Drew Wings (Migrated from SEC-1912) said:
OpenLDAP stores MD5 hashed passwords with a cipher {MD5}. When the byte array for the hashed password is created, the cipher is included.
However, the PasswordComparisonAuthenticator class does not include the cipher. line 98 from 3.0.5 version of class - byte[] passwordBytes = LdapUtils.getUtf8Bytes(encodedPassword);
byte array returned from LDAP server: [123, 77, 68, 53, 125, 54, 71, 86, 107, 104, 113, 55, 89, 84, 106, 121, 55, 119, 75, 102, 75, 55, 82, 116, 109, 107, 63, 62, 62] byte array created by PasswordComparisonAuthenticator: [54, 71, 86, 107, 104, 113, 55, 89, 84, 106, 121, 55, 119, 75, 102, 75, 55, 82, 116, 109, 107, 63, 62, 62]

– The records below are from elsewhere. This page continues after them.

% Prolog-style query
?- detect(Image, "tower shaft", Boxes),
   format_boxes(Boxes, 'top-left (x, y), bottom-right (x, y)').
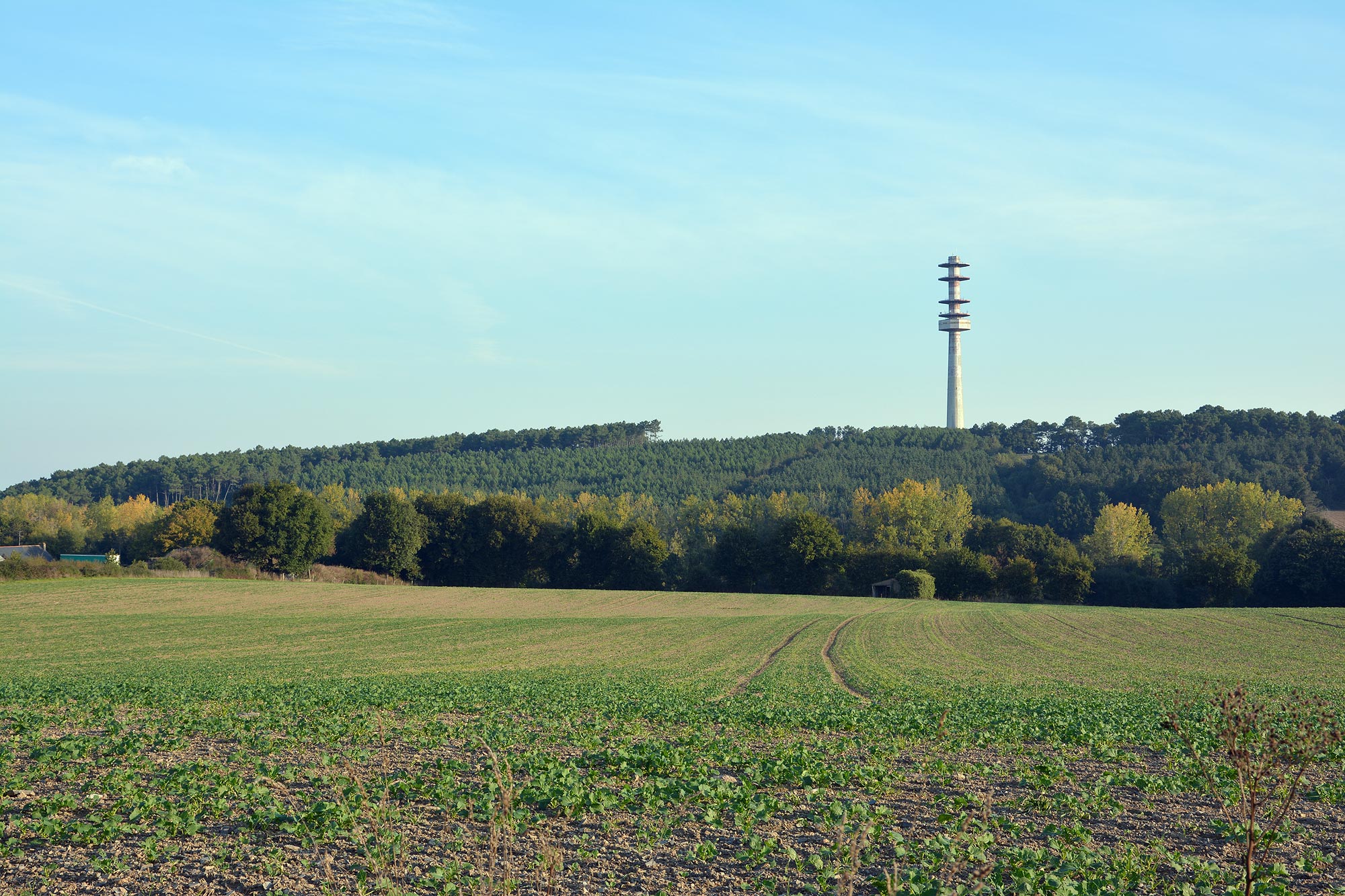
top-left (939, 255), bottom-right (971, 429)
top-left (948, 329), bottom-right (963, 429)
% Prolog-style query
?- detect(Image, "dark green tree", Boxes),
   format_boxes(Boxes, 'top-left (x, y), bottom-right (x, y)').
top-left (461, 495), bottom-right (551, 588)
top-left (215, 482), bottom-right (332, 576)
top-left (710, 525), bottom-right (769, 592)
top-left (929, 548), bottom-right (995, 600)
top-left (340, 491), bottom-right (426, 580)
top-left (995, 557), bottom-right (1042, 603)
top-left (1036, 545), bottom-right (1093, 604)
top-left (896, 569), bottom-right (937, 600)
top-left (604, 520), bottom-right (668, 591)
top-left (1255, 524), bottom-right (1345, 607)
top-left (416, 491), bottom-right (467, 585)
top-left (1181, 545), bottom-right (1258, 604)
top-left (773, 512), bottom-right (843, 595)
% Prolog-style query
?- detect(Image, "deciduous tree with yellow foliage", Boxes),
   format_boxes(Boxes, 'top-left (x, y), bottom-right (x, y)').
top-left (1084, 503), bottom-right (1154, 565)
top-left (1158, 481), bottom-right (1303, 553)
top-left (853, 479), bottom-right (971, 555)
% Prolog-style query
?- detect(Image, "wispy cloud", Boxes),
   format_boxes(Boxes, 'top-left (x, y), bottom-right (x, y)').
top-left (0, 277), bottom-right (336, 376)
top-left (303, 0), bottom-right (483, 56)
top-left (467, 337), bottom-right (514, 364)
top-left (444, 282), bottom-right (504, 332)
top-left (112, 156), bottom-right (196, 180)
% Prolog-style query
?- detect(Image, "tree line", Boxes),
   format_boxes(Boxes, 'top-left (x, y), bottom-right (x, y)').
top-left (0, 406), bottom-right (1345, 524)
top-left (0, 479), bottom-right (1345, 606)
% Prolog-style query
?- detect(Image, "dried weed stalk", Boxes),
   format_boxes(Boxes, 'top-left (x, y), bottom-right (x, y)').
top-left (1163, 685), bottom-right (1341, 896)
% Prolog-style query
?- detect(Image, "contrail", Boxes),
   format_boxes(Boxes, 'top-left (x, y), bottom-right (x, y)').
top-left (0, 277), bottom-right (330, 372)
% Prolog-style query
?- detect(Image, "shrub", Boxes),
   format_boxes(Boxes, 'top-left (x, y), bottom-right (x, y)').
top-left (308, 564), bottom-right (406, 585)
top-left (1255, 526), bottom-right (1345, 607)
top-left (995, 557), bottom-right (1042, 603)
top-left (896, 569), bottom-right (935, 600)
top-left (1182, 545), bottom-right (1258, 604)
top-left (1037, 545), bottom-right (1093, 604)
top-left (843, 544), bottom-right (925, 598)
top-left (1088, 565), bottom-right (1181, 607)
top-left (929, 548), bottom-right (995, 600)
top-left (0, 555), bottom-right (122, 581)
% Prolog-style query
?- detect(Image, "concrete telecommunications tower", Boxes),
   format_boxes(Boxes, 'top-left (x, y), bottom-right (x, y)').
top-left (939, 255), bottom-right (971, 429)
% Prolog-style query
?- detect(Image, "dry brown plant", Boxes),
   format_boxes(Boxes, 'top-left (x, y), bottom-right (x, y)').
top-left (837, 818), bottom-right (873, 896)
top-left (1165, 685), bottom-right (1341, 896)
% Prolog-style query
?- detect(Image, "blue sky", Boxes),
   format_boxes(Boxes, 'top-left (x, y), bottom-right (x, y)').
top-left (0, 0), bottom-right (1345, 485)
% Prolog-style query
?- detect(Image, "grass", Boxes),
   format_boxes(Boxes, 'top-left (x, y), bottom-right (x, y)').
top-left (0, 579), bottom-right (1345, 893)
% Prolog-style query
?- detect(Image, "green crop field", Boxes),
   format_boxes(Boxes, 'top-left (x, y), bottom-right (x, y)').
top-left (0, 579), bottom-right (1345, 895)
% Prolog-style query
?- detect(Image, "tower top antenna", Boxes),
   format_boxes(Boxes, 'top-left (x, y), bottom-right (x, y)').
top-left (939, 255), bottom-right (971, 429)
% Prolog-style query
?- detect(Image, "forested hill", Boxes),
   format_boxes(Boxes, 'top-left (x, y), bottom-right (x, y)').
top-left (10, 406), bottom-right (1345, 534)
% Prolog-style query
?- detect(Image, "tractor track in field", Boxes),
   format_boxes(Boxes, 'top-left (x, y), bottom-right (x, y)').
top-left (717, 619), bottom-right (818, 700)
top-left (1275, 614), bottom-right (1345, 628)
top-left (822, 610), bottom-right (880, 704)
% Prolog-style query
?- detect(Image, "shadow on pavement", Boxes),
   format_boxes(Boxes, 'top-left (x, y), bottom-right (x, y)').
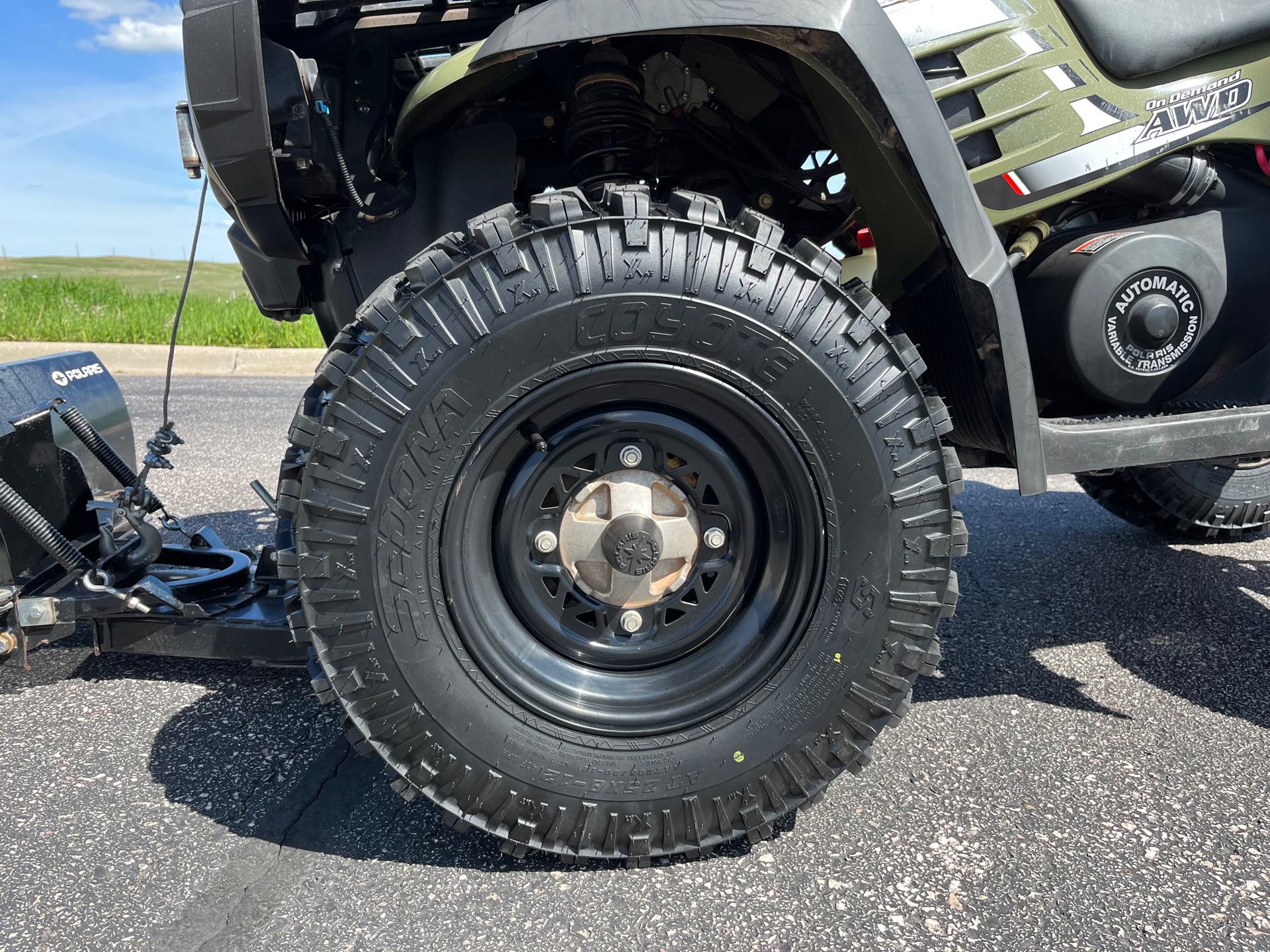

As you can see, the PasswordComparisonAuthenticator byte array is "missing" 5 bytes which correspond to the cipher.
If I add the cipher to the code I get the "correct" byte array. byte[] passwordBytes = LdapUtils.getUtf8Bytes("{MD5}"+encodedPassword);
This should be a configurable option because it is very common for LDAP databases to store the hashed value with a cipher.
Comment From: rwinch
There should not be the need to customize PasswordComparisonAuthenticator since there is already a strategy for obtaining the encoded password. For this to work you can inject a custom PasswordEncoder that returns {MD5} + encodedPassword.